How to spot decision fatigue 

Signs of decision fatigue include brain fog, feeling tired, and other signs of physical or mental fatigue. These may intensify the more decisions a person makes throughout the day.

When asked how people may be able to spot whether or not they are experiencing decision fatigue, Dr. Tinghög said, “If there are drifts in the type of decision you are making throughout the day, without there being a logical explanation, this could be due to decision fatigue.”

“But also, it is possible to identify decision fatigue through introspection,” he added. “When we feel that we don’t have enough mental energy to make a thorough deliberation before an important decision, we are suffering from decision fatigue.”

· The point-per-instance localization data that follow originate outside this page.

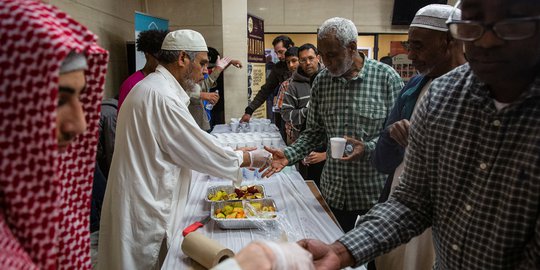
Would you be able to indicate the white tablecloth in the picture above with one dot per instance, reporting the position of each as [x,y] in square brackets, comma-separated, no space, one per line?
[300,214]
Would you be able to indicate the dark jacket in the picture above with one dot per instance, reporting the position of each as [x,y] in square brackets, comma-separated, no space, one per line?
[388,154]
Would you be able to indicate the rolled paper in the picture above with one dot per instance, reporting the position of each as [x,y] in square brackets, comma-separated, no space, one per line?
[204,250]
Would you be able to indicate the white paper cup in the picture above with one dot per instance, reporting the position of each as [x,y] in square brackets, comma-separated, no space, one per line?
[276,142]
[234,127]
[267,142]
[337,146]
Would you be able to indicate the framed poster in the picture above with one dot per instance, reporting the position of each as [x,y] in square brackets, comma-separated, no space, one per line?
[256,61]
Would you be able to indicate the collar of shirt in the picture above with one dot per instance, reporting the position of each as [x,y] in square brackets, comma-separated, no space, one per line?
[173,84]
[480,91]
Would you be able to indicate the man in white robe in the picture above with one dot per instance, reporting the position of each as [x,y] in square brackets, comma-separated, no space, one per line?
[158,143]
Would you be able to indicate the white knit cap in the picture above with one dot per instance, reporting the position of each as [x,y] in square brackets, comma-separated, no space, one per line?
[184,40]
[434,17]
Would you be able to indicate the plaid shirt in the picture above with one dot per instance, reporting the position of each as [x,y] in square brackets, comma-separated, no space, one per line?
[473,173]
[355,108]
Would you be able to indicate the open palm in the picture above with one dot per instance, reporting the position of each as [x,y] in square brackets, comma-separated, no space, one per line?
[279,161]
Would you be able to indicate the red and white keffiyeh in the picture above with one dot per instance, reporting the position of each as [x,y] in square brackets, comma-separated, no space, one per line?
[44,195]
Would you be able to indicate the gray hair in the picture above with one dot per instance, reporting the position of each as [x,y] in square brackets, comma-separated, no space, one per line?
[344,30]
[168,56]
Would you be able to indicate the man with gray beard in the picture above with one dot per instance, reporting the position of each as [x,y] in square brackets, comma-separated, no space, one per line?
[350,97]
[157,145]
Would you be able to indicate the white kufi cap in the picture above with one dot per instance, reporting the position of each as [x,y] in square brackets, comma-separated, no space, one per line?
[434,17]
[184,40]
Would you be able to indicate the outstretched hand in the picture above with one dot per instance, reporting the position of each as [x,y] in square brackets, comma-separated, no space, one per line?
[245,118]
[324,256]
[279,161]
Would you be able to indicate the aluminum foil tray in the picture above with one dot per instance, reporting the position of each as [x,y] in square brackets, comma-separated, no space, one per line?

Dr. Pignatiello also noted:

“It requires some self-awareness for us to know when we may be in a state of decision fatigue. Some common signs include struggling with decisions that otherwise would not require much thought, e.g., ‘What do I eat for dinner?’ ‘What should I wear?’, feeling overwhelmed by our emotions, having a harder time remembering things or focusing, or simply just feeling more ‘drained’ than normal.”

How to overcome decision fatigue 

When MNT asked how a person can overcome decision fatigue, Dr. Pignatiello highlighted three ways to either “refill our tank” or use our so-called decision making fuel more efficiently.

In his words, these are:

  • Eliminate the mundane decisions in your life so you can use your energy for decisions that require more thought. This can be as simple as planning out your outfits, meal prepping so you have left overs, and establishing daily routines.
  • Be compassionate to yourself. If you need time and space to refill your tank, do it. Take that nap, watch that new episode, read your new mystery book. If you find it replenishing for your mind and body, do it.
  • Take care of yourself — make sure you’re getting enough sleep. My work has shown that sleep problems and decision fatigue are related to one another. Eat healthy, take care of your body by exercising, find healthy outlets for your stress, etc.

Dr. Tinghög added three more points to bear in mind:

  • Advise someone you trust to check your thinking. Deliberation with other[s] often relives some anxiety related to decision making.
  • Don’t let the fear of making the wrong decision paralyze you. Making a good enough decision is often good enough. Not every decision needs to be perfect. Remind yourself that most decisions are revokable if something goes wrong.
  • Review your past decisions, not all the time but with some regularity. Identify cases of poor decision making and try to understand why it came about. This might be good to detect where decision fatigue has affected your behavior and learn from it […].